February 1, 2014

When I turn on the lights in the bedroom I notice a film of movement on the glass doors. I look closer and hear the faint tick tick of feet climbing the glass. The doors are often covered in insects on summer nights, and we’ve watched armies of them rise and fall. They climb to the top and drop down again, creating waves of motion in the periphery of vision. Usually they are tiny flies, so tiny that we’ve had to close the glass doors because they can crawl through the fly wire. These are much larger, about a centimetre long, with a bulbous yellow back and a red stripe. I am less amused by this waterfall of bugs when I recognise them as one of the creatures I’ve seen on the kale, one of the many reasons (along with the cluster caterpillars and the pumpkin beetles) that the few kale leaves that the wallabies have missed look like lace.

I’ve never translated those nighttime insects into daytime evidence of destruction before. This time I see nothing but the potential damage that is climbing up and down our door. Although I’m ready for bed and more suitable bedtime reading, I go and dig out the book by Judy McMaugh called What Garden Pest or Disease is That?, a depressing litany of beetles, caterpillars, flies, scale, fungus, rot, spot, blight, canker, rust. I shield my eyes from the more gruesome pictures of bundles of sawflies or infestations of mould as I flick through its pages. You wonder why you bother when there’s a whole double-page dedicated just to things that attack macadamias. Eventually I match tonight’s bugs to the photo of the redshouldered leaf beetle.

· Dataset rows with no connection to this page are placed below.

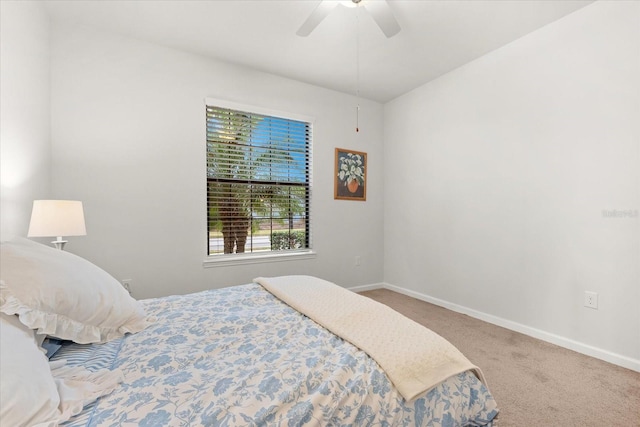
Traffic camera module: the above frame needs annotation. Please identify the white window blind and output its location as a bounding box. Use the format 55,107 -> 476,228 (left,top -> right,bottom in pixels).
206,105 -> 311,256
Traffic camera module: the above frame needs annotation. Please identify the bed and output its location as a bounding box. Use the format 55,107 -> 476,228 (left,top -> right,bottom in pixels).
0,242 -> 498,427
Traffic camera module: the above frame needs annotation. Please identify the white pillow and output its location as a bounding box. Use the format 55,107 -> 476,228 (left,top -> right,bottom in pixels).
0,238 -> 147,344
0,314 -> 61,426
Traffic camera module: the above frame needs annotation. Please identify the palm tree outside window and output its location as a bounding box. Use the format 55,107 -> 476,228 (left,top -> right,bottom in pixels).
206,105 -> 311,256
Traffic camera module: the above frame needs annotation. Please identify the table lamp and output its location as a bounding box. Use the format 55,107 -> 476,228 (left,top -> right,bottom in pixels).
27,200 -> 87,250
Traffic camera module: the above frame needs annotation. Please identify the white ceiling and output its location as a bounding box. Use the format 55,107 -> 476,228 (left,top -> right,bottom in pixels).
46,0 -> 592,102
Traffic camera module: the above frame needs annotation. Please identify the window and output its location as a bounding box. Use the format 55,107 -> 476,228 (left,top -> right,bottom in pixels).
206,100 -> 311,256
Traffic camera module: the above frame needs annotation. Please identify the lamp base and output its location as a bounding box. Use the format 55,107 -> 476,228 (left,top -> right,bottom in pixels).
51,236 -> 67,251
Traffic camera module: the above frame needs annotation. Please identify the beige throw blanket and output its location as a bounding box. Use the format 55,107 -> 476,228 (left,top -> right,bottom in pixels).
254,276 -> 484,401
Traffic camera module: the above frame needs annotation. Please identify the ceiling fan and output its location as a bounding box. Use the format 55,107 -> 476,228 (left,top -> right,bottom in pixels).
296,0 -> 400,37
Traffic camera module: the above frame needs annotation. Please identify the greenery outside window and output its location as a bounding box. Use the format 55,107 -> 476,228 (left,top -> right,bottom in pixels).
206,100 -> 311,256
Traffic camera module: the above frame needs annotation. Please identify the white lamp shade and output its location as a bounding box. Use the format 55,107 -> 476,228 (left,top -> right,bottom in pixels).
27,200 -> 87,237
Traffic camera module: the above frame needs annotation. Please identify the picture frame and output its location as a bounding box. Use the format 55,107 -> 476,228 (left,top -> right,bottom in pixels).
333,148 -> 367,202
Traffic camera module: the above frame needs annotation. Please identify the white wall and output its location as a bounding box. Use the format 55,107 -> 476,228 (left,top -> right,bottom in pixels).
52,25 -> 383,297
0,1 -> 51,240
384,2 -> 640,369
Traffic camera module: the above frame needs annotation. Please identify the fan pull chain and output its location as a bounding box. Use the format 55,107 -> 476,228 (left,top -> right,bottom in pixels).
353,5 -> 360,133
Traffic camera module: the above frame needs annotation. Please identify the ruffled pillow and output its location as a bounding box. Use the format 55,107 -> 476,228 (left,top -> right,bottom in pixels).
0,313 -> 123,427
0,314 -> 60,426
0,239 -> 147,344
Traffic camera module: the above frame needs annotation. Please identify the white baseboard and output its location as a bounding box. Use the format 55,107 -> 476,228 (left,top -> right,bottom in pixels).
349,283 -> 640,372
347,283 -> 384,292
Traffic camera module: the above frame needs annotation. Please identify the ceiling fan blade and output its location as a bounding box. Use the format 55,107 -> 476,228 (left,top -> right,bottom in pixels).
296,0 -> 338,37
362,0 -> 400,37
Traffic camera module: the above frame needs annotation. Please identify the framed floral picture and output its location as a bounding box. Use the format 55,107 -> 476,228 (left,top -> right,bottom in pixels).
333,148 -> 367,201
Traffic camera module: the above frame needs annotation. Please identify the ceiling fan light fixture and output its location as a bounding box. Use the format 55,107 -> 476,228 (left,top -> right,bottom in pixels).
340,0 -> 366,8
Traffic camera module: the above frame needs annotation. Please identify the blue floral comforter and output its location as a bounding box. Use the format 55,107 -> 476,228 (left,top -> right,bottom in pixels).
56,284 -> 497,427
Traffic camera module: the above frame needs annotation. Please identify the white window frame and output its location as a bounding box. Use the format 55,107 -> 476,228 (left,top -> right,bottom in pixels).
202,98 -> 316,268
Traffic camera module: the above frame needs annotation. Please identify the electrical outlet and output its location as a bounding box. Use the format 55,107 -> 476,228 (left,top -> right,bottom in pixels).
122,279 -> 132,295
584,291 -> 598,310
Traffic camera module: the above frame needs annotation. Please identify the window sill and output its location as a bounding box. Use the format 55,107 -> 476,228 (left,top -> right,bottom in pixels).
202,250 -> 316,268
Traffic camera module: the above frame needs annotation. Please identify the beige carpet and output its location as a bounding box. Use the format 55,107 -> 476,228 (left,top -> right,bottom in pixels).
361,289 -> 640,427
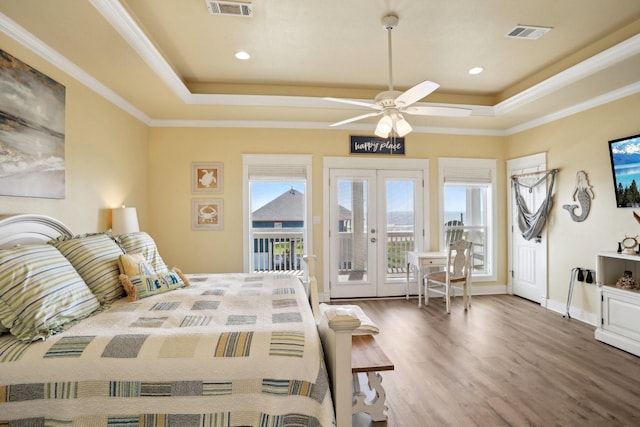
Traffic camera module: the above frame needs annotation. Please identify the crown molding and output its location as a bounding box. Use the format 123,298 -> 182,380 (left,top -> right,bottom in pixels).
0,0 -> 640,136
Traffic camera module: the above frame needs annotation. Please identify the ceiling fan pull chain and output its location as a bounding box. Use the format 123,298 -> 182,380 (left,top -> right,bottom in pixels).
387,26 -> 393,90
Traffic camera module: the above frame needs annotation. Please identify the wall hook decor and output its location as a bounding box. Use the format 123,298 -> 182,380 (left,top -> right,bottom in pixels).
562,171 -> 595,222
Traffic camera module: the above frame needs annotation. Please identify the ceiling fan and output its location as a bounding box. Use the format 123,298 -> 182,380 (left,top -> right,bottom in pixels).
325,14 -> 471,138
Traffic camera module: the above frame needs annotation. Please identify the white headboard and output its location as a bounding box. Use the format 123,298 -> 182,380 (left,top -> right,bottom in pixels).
0,214 -> 73,249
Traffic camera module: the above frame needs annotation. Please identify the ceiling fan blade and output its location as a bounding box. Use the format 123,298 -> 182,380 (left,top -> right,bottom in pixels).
395,80 -> 440,108
323,98 -> 381,110
401,106 -> 471,117
329,111 -> 382,127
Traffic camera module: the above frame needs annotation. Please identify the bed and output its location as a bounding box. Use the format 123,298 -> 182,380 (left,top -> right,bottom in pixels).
0,214 -> 359,427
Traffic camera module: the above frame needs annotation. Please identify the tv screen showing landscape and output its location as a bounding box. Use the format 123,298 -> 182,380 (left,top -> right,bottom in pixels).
609,135 -> 640,208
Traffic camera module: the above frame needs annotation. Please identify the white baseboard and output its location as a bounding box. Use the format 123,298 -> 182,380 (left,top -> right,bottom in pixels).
319,285 -> 598,326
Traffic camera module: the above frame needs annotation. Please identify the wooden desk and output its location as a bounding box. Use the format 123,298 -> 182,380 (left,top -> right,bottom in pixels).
407,252 -> 447,307
351,335 -> 395,421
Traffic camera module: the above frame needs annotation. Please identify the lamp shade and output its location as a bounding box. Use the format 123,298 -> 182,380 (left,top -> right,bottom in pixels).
111,206 -> 140,236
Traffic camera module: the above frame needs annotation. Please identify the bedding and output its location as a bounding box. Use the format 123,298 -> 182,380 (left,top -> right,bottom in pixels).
0,245 -> 100,342
0,272 -> 335,427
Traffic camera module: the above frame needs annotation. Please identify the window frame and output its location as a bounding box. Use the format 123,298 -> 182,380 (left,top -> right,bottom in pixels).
438,157 -> 498,282
242,154 -> 314,276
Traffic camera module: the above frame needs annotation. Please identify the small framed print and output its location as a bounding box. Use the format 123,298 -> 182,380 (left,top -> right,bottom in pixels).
191,163 -> 224,193
191,199 -> 224,230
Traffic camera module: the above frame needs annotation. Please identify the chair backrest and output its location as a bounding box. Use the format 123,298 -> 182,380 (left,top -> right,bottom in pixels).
444,219 -> 464,245
447,239 -> 473,280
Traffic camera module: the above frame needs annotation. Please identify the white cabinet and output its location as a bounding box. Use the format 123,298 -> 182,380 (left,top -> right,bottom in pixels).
595,252 -> 640,356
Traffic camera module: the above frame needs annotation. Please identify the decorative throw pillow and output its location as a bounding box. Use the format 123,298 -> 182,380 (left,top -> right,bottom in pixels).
117,231 -> 169,274
120,253 -> 155,276
49,233 -> 124,305
0,245 -> 100,341
120,267 -> 189,301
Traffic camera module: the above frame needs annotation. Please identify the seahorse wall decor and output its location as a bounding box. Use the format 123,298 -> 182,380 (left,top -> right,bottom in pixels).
562,171 -> 595,222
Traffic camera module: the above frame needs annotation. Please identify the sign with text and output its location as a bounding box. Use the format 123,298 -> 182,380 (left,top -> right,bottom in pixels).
351,135 -> 404,155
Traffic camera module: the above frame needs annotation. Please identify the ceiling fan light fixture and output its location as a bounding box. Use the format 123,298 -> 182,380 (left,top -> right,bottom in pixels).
396,114 -> 413,137
375,114 -> 393,138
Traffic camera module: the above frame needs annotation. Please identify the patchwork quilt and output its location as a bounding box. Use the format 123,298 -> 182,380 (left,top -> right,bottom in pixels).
0,274 -> 334,427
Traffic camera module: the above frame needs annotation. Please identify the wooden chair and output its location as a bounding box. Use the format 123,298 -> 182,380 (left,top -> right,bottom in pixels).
424,239 -> 473,313
444,219 -> 464,245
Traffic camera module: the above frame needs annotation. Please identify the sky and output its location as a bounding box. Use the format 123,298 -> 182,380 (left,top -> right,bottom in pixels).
251,181 -> 466,212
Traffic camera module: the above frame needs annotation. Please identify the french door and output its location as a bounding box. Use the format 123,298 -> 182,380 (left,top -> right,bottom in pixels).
329,168 -> 423,298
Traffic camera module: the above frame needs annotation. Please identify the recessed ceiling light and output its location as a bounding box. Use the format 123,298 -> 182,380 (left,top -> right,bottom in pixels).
236,50 -> 251,61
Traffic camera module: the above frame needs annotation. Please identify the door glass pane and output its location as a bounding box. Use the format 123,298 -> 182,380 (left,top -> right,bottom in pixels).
249,182 -> 306,274
379,180 -> 415,280
335,178 -> 369,283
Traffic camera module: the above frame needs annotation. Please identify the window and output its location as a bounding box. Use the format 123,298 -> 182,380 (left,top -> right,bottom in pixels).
243,155 -> 312,274
438,158 -> 497,281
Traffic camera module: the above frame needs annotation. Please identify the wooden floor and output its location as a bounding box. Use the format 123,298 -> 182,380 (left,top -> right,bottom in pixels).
353,295 -> 640,427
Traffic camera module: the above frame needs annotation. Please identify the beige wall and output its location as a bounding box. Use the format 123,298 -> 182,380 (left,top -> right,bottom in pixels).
0,36 -> 148,233
507,95 -> 640,315
5,26 -> 640,317
149,128 -> 506,292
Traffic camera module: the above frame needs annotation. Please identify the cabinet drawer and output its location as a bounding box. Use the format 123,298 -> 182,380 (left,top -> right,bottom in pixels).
602,289 -> 640,340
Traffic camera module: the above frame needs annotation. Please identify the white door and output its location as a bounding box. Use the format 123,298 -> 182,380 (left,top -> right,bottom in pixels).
329,169 -> 423,298
507,153 -> 547,305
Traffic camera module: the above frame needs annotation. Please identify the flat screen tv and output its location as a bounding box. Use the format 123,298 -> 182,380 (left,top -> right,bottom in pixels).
609,135 -> 640,208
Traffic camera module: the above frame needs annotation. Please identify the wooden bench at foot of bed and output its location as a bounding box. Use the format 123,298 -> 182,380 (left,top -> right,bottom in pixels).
303,255 -> 394,427
351,335 -> 395,421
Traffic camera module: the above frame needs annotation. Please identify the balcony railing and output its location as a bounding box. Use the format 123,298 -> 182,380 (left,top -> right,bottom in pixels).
253,228 -> 304,276
253,226 -> 488,278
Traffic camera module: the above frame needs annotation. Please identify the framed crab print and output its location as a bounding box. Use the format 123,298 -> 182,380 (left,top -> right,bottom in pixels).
191,199 -> 223,230
191,163 -> 224,193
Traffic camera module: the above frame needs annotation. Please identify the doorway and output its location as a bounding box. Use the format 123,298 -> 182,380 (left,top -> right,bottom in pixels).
325,160 -> 425,298
507,153 -> 547,306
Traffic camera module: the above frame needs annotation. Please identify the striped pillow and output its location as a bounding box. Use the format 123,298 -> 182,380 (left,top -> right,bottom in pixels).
49,233 -> 124,305
120,268 -> 189,302
0,245 -> 100,341
118,231 -> 169,274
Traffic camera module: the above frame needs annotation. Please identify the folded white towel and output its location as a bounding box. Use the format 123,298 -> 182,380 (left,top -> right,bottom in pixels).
320,303 -> 380,335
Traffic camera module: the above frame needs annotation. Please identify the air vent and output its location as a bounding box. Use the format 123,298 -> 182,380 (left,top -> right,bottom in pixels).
205,0 -> 253,17
505,25 -> 551,40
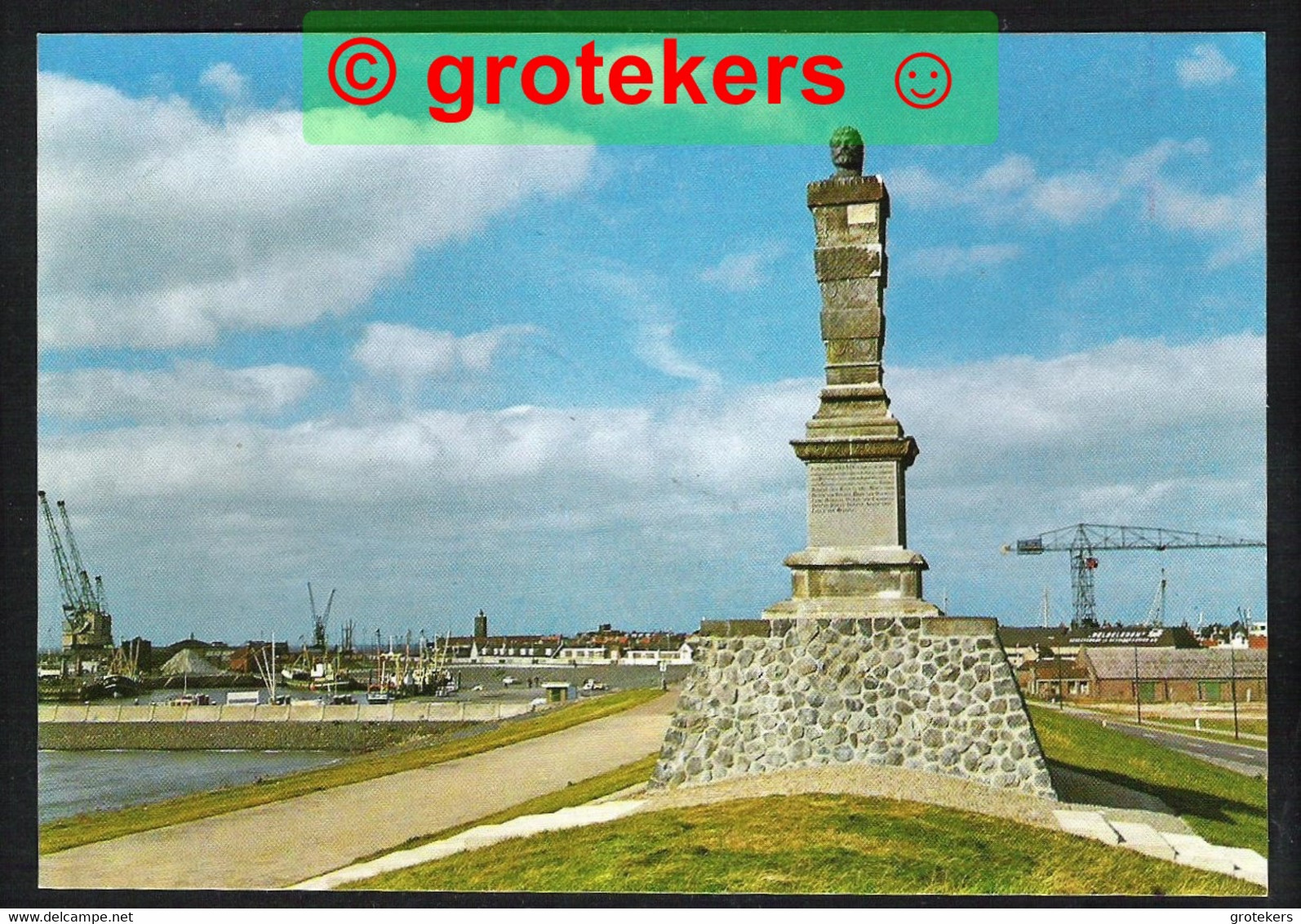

It turns out they are native beetles that occur in swarms – yes – most common in late spring or summer – yes. They chew ragged leaves in foliage – yes – and attack a wide range of plants. The author doesn’t mention kale, but I get the idea that it could easily form part of their diet. There’s something about a swarm that brings out an antagonism towards invasion in me. My eyes are drawn to Judy McMaugh’s usual response to insects – spray with carbaryl – but even she admits that this chemical is ‘of relatively low toxicity to humans but highly toxic to bees’. I remember to ask myself why I have a garden, and how that garden sits in the grand scheme of our environment, and my feelings soften. Awww. Red-shouldered beetles get hungry too.